# Where to camp in Breckenridge?



## killclimbz (Aug 10, 2007)

Tons of Forest Service land around Breck. You can camp all over Hoosier Pass. I'd look around there. It's very cooooold of course.


----------



## linvillegorge (Jul 6, 2009)

Yep, plenty of NFS land around. Grab a map and look around.


----------



## SmashPig (Nov 29, 2010)

killclimbz said:


> Tons of Forest Service land around Breck. You can camp all over Hoosier Pass. I'd look around there. It's very cooooold of course.


Right on thanks. I got a -15 BigAgnes bag, intergated pad and a 4 season tent. That I need to test out


----------



## linvillegorge (Jul 6, 2009)

Here's a piece of advice on the Big Agnes system...

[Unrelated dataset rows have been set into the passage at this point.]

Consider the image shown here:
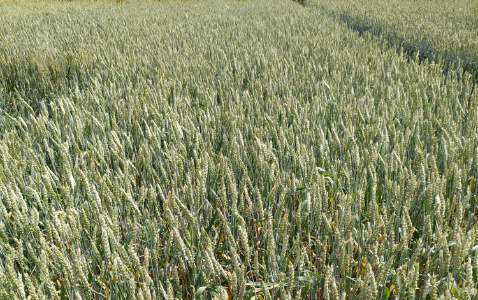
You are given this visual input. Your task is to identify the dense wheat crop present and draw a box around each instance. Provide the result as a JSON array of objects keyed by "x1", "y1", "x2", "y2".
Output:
[
  {"x1": 0, "y1": 1, "x2": 478, "y2": 299},
  {"x1": 310, "y1": 0, "x2": 478, "y2": 82}
]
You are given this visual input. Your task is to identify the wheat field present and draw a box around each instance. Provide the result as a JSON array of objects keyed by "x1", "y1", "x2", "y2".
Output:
[{"x1": 0, "y1": 0, "x2": 478, "y2": 300}]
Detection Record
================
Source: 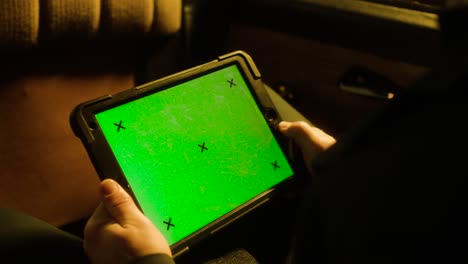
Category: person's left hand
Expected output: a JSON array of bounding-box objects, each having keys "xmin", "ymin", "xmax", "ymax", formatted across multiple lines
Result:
[{"xmin": 84, "ymin": 179, "xmax": 172, "ymax": 264}]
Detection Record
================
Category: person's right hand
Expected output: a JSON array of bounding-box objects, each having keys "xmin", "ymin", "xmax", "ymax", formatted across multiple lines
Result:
[
  {"xmin": 84, "ymin": 179, "xmax": 172, "ymax": 264},
  {"xmin": 278, "ymin": 121, "xmax": 336, "ymax": 174}
]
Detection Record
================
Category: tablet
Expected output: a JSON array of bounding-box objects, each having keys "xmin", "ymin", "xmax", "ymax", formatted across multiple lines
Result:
[{"xmin": 70, "ymin": 51, "xmax": 294, "ymax": 256}]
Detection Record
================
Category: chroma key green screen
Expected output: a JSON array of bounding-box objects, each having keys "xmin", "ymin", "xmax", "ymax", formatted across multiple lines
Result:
[{"xmin": 96, "ymin": 65, "xmax": 293, "ymax": 245}]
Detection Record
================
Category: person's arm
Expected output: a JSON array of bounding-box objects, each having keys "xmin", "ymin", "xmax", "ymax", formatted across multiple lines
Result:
[{"xmin": 84, "ymin": 179, "xmax": 174, "ymax": 264}]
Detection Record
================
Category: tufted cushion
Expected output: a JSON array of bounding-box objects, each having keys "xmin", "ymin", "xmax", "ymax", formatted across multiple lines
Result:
[
  {"xmin": 0, "ymin": 0, "xmax": 181, "ymax": 226},
  {"xmin": 0, "ymin": 0, "xmax": 182, "ymax": 47}
]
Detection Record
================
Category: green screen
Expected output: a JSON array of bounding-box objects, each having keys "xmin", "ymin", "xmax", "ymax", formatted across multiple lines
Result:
[{"xmin": 96, "ymin": 65, "xmax": 293, "ymax": 245}]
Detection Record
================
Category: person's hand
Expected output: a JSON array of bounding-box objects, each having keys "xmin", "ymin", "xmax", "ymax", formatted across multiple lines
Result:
[
  {"xmin": 84, "ymin": 179, "xmax": 172, "ymax": 263},
  {"xmin": 278, "ymin": 121, "xmax": 336, "ymax": 173}
]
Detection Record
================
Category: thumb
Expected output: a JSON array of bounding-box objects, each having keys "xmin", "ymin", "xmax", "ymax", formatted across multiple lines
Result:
[{"xmin": 101, "ymin": 179, "xmax": 141, "ymax": 225}]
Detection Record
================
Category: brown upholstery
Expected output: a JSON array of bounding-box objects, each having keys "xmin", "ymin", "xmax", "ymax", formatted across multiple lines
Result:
[
  {"xmin": 0, "ymin": 0, "xmax": 181, "ymax": 226},
  {"xmin": 0, "ymin": 0, "xmax": 182, "ymax": 46}
]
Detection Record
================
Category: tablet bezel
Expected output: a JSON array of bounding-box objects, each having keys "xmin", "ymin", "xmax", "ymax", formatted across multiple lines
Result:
[{"xmin": 70, "ymin": 51, "xmax": 294, "ymax": 256}]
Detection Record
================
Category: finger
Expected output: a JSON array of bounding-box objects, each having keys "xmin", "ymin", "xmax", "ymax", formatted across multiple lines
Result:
[
  {"xmin": 101, "ymin": 179, "xmax": 141, "ymax": 225},
  {"xmin": 279, "ymin": 121, "xmax": 336, "ymax": 160}
]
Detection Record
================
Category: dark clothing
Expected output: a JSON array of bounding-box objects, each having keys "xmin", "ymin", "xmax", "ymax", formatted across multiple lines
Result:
[{"xmin": 293, "ymin": 54, "xmax": 468, "ymax": 263}]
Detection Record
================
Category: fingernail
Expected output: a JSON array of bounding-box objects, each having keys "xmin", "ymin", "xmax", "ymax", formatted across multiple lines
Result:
[
  {"xmin": 278, "ymin": 121, "xmax": 289, "ymax": 129},
  {"xmin": 101, "ymin": 179, "xmax": 119, "ymax": 196}
]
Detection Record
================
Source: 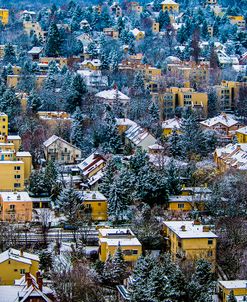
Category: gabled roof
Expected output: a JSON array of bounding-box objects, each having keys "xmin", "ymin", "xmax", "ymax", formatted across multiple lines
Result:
[
  {"xmin": 95, "ymin": 89, "xmax": 130, "ymax": 101},
  {"xmin": 43, "ymin": 135, "xmax": 80, "ymax": 150},
  {"xmin": 161, "ymin": 0, "xmax": 179, "ymax": 5}
]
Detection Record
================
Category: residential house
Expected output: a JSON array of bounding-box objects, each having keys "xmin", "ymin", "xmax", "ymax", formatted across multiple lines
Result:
[
  {"xmin": 125, "ymin": 124, "xmax": 156, "ymax": 151},
  {"xmin": 103, "ymin": 27, "xmax": 119, "ymax": 39},
  {"xmin": 0, "ymin": 192, "xmax": 33, "ymax": 222},
  {"xmin": 0, "ymin": 248, "xmax": 39, "ymax": 285},
  {"xmin": 110, "ymin": 2, "xmax": 122, "ymax": 17},
  {"xmin": 0, "ymin": 271, "xmax": 56, "ymax": 302},
  {"xmin": 228, "ymin": 16, "xmax": 246, "ymax": 28},
  {"xmin": 168, "ymin": 187, "xmax": 212, "ymax": 212},
  {"xmin": 162, "ymin": 117, "xmax": 181, "ymax": 136},
  {"xmin": 200, "ymin": 112, "xmax": 242, "ymax": 139},
  {"xmin": 95, "ymin": 88, "xmax": 130, "ymax": 107},
  {"xmin": 161, "ymin": 0, "xmax": 179, "ymax": 12},
  {"xmin": 214, "ymin": 144, "xmax": 247, "ymax": 173},
  {"xmin": 0, "ymin": 8, "xmax": 9, "ymax": 25},
  {"xmin": 77, "ymin": 69, "xmax": 108, "ymax": 90},
  {"xmin": 164, "ymin": 220, "xmax": 217, "ymax": 269},
  {"xmin": 236, "ymin": 126, "xmax": 247, "ymax": 144},
  {"xmin": 217, "ymin": 280, "xmax": 247, "ymax": 302},
  {"xmin": 130, "ymin": 28, "xmax": 145, "ymax": 41},
  {"xmin": 78, "ymin": 153, "xmax": 106, "ymax": 188},
  {"xmin": 43, "ymin": 135, "xmax": 81, "ymax": 164},
  {"xmin": 116, "ymin": 118, "xmax": 137, "ymax": 135},
  {"xmin": 98, "ymin": 228, "xmax": 142, "ymax": 267},
  {"xmin": 82, "ymin": 191, "xmax": 107, "ymax": 221}
]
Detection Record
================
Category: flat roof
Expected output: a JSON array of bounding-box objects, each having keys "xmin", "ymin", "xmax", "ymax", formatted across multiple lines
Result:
[{"xmin": 164, "ymin": 221, "xmax": 218, "ymax": 239}]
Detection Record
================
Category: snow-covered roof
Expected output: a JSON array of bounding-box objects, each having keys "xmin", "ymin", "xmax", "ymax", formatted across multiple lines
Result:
[
  {"xmin": 162, "ymin": 118, "xmax": 181, "ymax": 129},
  {"xmin": 200, "ymin": 113, "xmax": 239, "ymax": 128},
  {"xmin": 130, "ymin": 28, "xmax": 145, "ymax": 37},
  {"xmin": 164, "ymin": 221, "xmax": 217, "ymax": 239},
  {"xmin": 0, "ymin": 191, "xmax": 32, "ymax": 202},
  {"xmin": 8, "ymin": 135, "xmax": 21, "ymax": 140},
  {"xmin": 161, "ymin": 0, "xmax": 179, "ymax": 5},
  {"xmin": 236, "ymin": 126, "xmax": 247, "ymax": 135},
  {"xmin": 16, "ymin": 151, "xmax": 32, "ymax": 157},
  {"xmin": 125, "ymin": 125, "xmax": 156, "ymax": 146},
  {"xmin": 95, "ymin": 89, "xmax": 130, "ymax": 101},
  {"xmin": 82, "ymin": 191, "xmax": 107, "ymax": 201},
  {"xmin": 100, "ymin": 237, "xmax": 141, "ymax": 246},
  {"xmin": 43, "ymin": 135, "xmax": 80, "ymax": 150},
  {"xmin": 27, "ymin": 46, "xmax": 43, "ymax": 55},
  {"xmin": 0, "ymin": 248, "xmax": 39, "ymax": 264},
  {"xmin": 219, "ymin": 280, "xmax": 247, "ymax": 289}
]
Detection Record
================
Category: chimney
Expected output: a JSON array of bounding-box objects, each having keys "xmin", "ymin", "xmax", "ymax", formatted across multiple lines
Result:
[
  {"xmin": 194, "ymin": 219, "xmax": 201, "ymax": 225},
  {"xmin": 37, "ymin": 276, "xmax": 43, "ymax": 291},
  {"xmin": 181, "ymin": 225, "xmax": 186, "ymax": 232},
  {"xmin": 25, "ymin": 273, "xmax": 30, "ymax": 282},
  {"xmin": 202, "ymin": 225, "xmax": 210, "ymax": 232}
]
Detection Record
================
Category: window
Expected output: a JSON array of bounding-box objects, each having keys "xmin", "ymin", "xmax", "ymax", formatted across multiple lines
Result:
[
  {"xmin": 9, "ymin": 204, "xmax": 15, "ymax": 211},
  {"xmin": 208, "ymin": 251, "xmax": 213, "ymax": 257}
]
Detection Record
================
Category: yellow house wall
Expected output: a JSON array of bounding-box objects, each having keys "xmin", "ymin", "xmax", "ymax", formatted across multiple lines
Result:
[
  {"xmin": 220, "ymin": 285, "xmax": 247, "ymax": 302},
  {"xmin": 17, "ymin": 156, "xmax": 32, "ymax": 179},
  {"xmin": 83, "ymin": 200, "xmax": 107, "ymax": 221},
  {"xmin": 0, "ymin": 9, "xmax": 9, "ymax": 25},
  {"xmin": 0, "ymin": 161, "xmax": 24, "ymax": 191},
  {"xmin": 0, "ymin": 115, "xmax": 8, "ymax": 135},
  {"xmin": 1, "ymin": 201, "xmax": 33, "ymax": 222},
  {"xmin": 99, "ymin": 243, "xmax": 142, "ymax": 263},
  {"xmin": 168, "ymin": 202, "xmax": 192, "ymax": 211},
  {"xmin": 236, "ymin": 132, "xmax": 247, "ymax": 144},
  {"xmin": 7, "ymin": 139, "xmax": 21, "ymax": 151},
  {"xmin": 0, "ymin": 259, "xmax": 31, "ymax": 285}
]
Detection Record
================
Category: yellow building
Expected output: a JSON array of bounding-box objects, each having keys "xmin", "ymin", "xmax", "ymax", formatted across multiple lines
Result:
[
  {"xmin": 164, "ymin": 221, "xmax": 217, "ymax": 267},
  {"xmin": 236, "ymin": 126, "xmax": 247, "ymax": 144},
  {"xmin": 0, "ymin": 160, "xmax": 24, "ymax": 191},
  {"xmin": 0, "ymin": 8, "xmax": 9, "ymax": 25},
  {"xmin": 83, "ymin": 191, "xmax": 107, "ymax": 221},
  {"xmin": 7, "ymin": 135, "xmax": 21, "ymax": 152},
  {"xmin": 162, "ymin": 117, "xmax": 181, "ymax": 136},
  {"xmin": 0, "ymin": 112, "xmax": 8, "ymax": 137},
  {"xmin": 168, "ymin": 187, "xmax": 212, "ymax": 212},
  {"xmin": 23, "ymin": 21, "xmax": 47, "ymax": 40},
  {"xmin": 161, "ymin": 0, "xmax": 179, "ymax": 12},
  {"xmin": 217, "ymin": 280, "xmax": 247, "ymax": 302},
  {"xmin": 98, "ymin": 228, "xmax": 142, "ymax": 267},
  {"xmin": 16, "ymin": 151, "xmax": 32, "ymax": 180},
  {"xmin": 0, "ymin": 248, "xmax": 39, "ymax": 285},
  {"xmin": 228, "ymin": 16, "xmax": 245, "ymax": 27},
  {"xmin": 0, "ymin": 192, "xmax": 33, "ymax": 222},
  {"xmin": 159, "ymin": 87, "xmax": 208, "ymax": 118}
]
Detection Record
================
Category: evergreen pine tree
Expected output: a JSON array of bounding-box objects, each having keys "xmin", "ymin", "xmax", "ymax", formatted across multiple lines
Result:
[
  {"xmin": 227, "ymin": 290, "xmax": 237, "ymax": 302},
  {"xmin": 45, "ymin": 23, "xmax": 61, "ymax": 57}
]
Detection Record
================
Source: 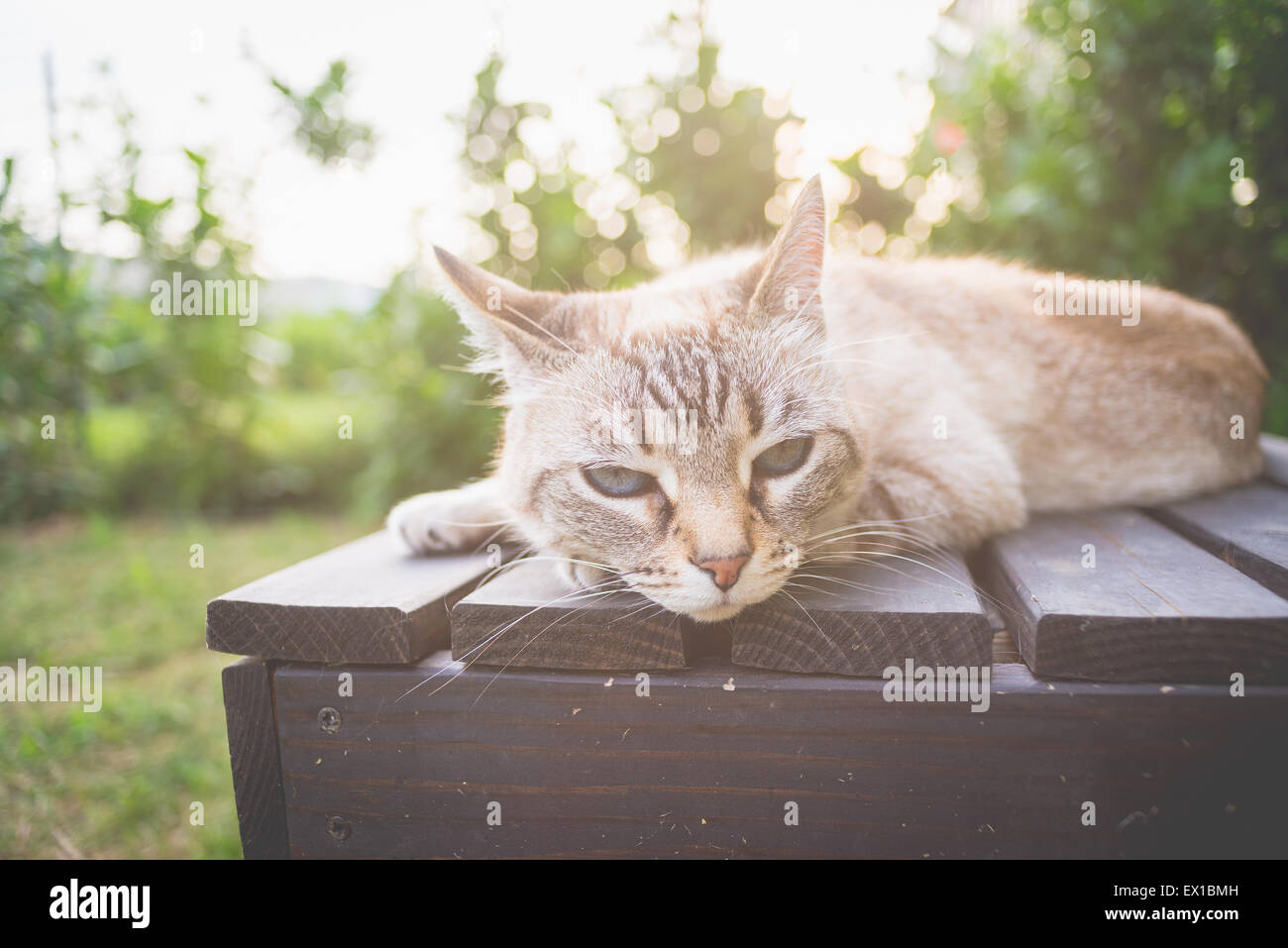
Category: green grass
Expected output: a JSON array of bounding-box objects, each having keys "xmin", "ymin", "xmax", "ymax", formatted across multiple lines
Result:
[{"xmin": 0, "ymin": 514, "xmax": 373, "ymax": 858}]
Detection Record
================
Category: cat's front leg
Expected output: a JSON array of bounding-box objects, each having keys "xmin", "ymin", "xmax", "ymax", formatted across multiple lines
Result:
[{"xmin": 385, "ymin": 477, "xmax": 510, "ymax": 554}]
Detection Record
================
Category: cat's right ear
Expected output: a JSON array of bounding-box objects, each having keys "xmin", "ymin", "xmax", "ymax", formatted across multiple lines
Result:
[{"xmin": 434, "ymin": 248, "xmax": 570, "ymax": 383}]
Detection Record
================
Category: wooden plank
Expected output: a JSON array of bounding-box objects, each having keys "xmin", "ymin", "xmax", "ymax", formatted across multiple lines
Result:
[
  {"xmin": 979, "ymin": 509, "xmax": 1288, "ymax": 683},
  {"xmin": 452, "ymin": 559, "xmax": 687, "ymax": 670},
  {"xmin": 275, "ymin": 653, "xmax": 1288, "ymax": 858},
  {"xmin": 223, "ymin": 658, "xmax": 290, "ymax": 859},
  {"xmin": 206, "ymin": 532, "xmax": 488, "ymax": 664},
  {"xmin": 1150, "ymin": 481, "xmax": 1288, "ymax": 596},
  {"xmin": 730, "ymin": 554, "xmax": 993, "ymax": 677},
  {"xmin": 1261, "ymin": 434, "xmax": 1288, "ymax": 487}
]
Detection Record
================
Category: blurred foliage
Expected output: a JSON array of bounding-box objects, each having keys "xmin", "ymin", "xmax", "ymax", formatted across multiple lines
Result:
[
  {"xmin": 269, "ymin": 59, "xmax": 375, "ymax": 166},
  {"xmin": 0, "ymin": 0, "xmax": 1288, "ymax": 520}
]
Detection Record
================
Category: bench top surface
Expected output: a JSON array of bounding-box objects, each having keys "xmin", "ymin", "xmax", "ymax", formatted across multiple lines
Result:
[{"xmin": 207, "ymin": 437, "xmax": 1288, "ymax": 686}]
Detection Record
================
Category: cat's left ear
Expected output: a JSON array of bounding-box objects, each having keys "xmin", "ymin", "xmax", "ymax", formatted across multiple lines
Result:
[{"xmin": 748, "ymin": 175, "xmax": 827, "ymax": 332}]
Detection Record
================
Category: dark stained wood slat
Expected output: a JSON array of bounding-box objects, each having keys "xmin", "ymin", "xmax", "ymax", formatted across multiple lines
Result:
[
  {"xmin": 206, "ymin": 532, "xmax": 488, "ymax": 664},
  {"xmin": 274, "ymin": 653, "xmax": 1288, "ymax": 858},
  {"xmin": 730, "ymin": 555, "xmax": 993, "ymax": 677},
  {"xmin": 979, "ymin": 509, "xmax": 1288, "ymax": 683},
  {"xmin": 1261, "ymin": 434, "xmax": 1288, "ymax": 487},
  {"xmin": 223, "ymin": 658, "xmax": 290, "ymax": 859},
  {"xmin": 1151, "ymin": 481, "xmax": 1288, "ymax": 596},
  {"xmin": 452, "ymin": 559, "xmax": 687, "ymax": 670}
]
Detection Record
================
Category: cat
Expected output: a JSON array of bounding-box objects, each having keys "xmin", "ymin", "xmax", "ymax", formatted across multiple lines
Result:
[{"xmin": 387, "ymin": 177, "xmax": 1266, "ymax": 621}]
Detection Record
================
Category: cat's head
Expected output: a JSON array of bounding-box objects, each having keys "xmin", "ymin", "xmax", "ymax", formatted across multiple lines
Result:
[{"xmin": 435, "ymin": 177, "xmax": 867, "ymax": 621}]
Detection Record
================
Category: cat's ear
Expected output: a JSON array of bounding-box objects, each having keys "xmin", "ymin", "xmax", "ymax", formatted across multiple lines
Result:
[
  {"xmin": 748, "ymin": 175, "xmax": 827, "ymax": 332},
  {"xmin": 434, "ymin": 248, "xmax": 568, "ymax": 383}
]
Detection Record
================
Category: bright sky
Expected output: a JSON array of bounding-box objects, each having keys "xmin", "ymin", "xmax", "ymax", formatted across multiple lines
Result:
[{"xmin": 0, "ymin": 0, "xmax": 948, "ymax": 284}]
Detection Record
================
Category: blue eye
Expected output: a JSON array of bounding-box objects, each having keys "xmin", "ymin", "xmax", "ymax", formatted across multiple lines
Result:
[
  {"xmin": 581, "ymin": 465, "xmax": 657, "ymax": 497},
  {"xmin": 751, "ymin": 437, "xmax": 814, "ymax": 476}
]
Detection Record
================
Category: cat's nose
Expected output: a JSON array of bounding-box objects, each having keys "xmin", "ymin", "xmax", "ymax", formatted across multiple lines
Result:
[{"xmin": 697, "ymin": 557, "xmax": 751, "ymax": 592}]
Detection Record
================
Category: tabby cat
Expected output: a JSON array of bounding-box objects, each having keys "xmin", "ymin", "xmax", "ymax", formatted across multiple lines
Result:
[{"xmin": 389, "ymin": 177, "xmax": 1266, "ymax": 621}]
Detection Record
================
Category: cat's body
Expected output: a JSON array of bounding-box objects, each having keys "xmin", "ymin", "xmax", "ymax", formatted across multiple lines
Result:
[{"xmin": 390, "ymin": 181, "xmax": 1265, "ymax": 619}]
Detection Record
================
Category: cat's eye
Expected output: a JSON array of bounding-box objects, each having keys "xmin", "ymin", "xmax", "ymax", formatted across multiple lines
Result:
[
  {"xmin": 581, "ymin": 465, "xmax": 657, "ymax": 497},
  {"xmin": 751, "ymin": 437, "xmax": 814, "ymax": 476}
]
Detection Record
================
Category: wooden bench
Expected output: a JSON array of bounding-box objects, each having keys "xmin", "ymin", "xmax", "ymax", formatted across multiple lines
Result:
[{"xmin": 206, "ymin": 437, "xmax": 1288, "ymax": 858}]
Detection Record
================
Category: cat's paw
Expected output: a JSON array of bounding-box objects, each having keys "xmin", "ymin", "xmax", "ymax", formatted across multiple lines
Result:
[{"xmin": 385, "ymin": 489, "xmax": 497, "ymax": 554}]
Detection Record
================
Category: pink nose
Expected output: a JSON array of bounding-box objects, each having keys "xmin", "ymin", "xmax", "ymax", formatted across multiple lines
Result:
[{"xmin": 698, "ymin": 557, "xmax": 751, "ymax": 592}]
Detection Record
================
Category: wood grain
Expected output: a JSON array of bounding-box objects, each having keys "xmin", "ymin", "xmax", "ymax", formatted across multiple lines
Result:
[
  {"xmin": 452, "ymin": 561, "xmax": 687, "ymax": 670},
  {"xmin": 275, "ymin": 653, "xmax": 1288, "ymax": 858},
  {"xmin": 1150, "ymin": 481, "xmax": 1288, "ymax": 596},
  {"xmin": 978, "ymin": 509, "xmax": 1288, "ymax": 683},
  {"xmin": 223, "ymin": 658, "xmax": 290, "ymax": 859},
  {"xmin": 206, "ymin": 532, "xmax": 488, "ymax": 664},
  {"xmin": 729, "ymin": 555, "xmax": 993, "ymax": 675}
]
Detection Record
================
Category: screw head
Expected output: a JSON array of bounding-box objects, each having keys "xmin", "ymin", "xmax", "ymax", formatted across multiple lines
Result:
[
  {"xmin": 326, "ymin": 816, "xmax": 353, "ymax": 840},
  {"xmin": 318, "ymin": 707, "xmax": 340, "ymax": 734}
]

When it's REALLY cold, pack an extra thin closed cell foam pad to put underneath the incorporated inflatable insulated pad. I have a Big Agnes too and I love it but when it's really cold, it's nice to have the extra insulation capability of the closed cell foam underneath. Nothing insulates like that stuff. You don't need much. Just about a half inch or so cut to shape to fit in the sleeve. You should be able to pick it up for $10 or so.


----------



## SmashPig (Nov 29, 2010)

Sweet!!! Good tip.. i'll get a roll next time I'm around REI


----------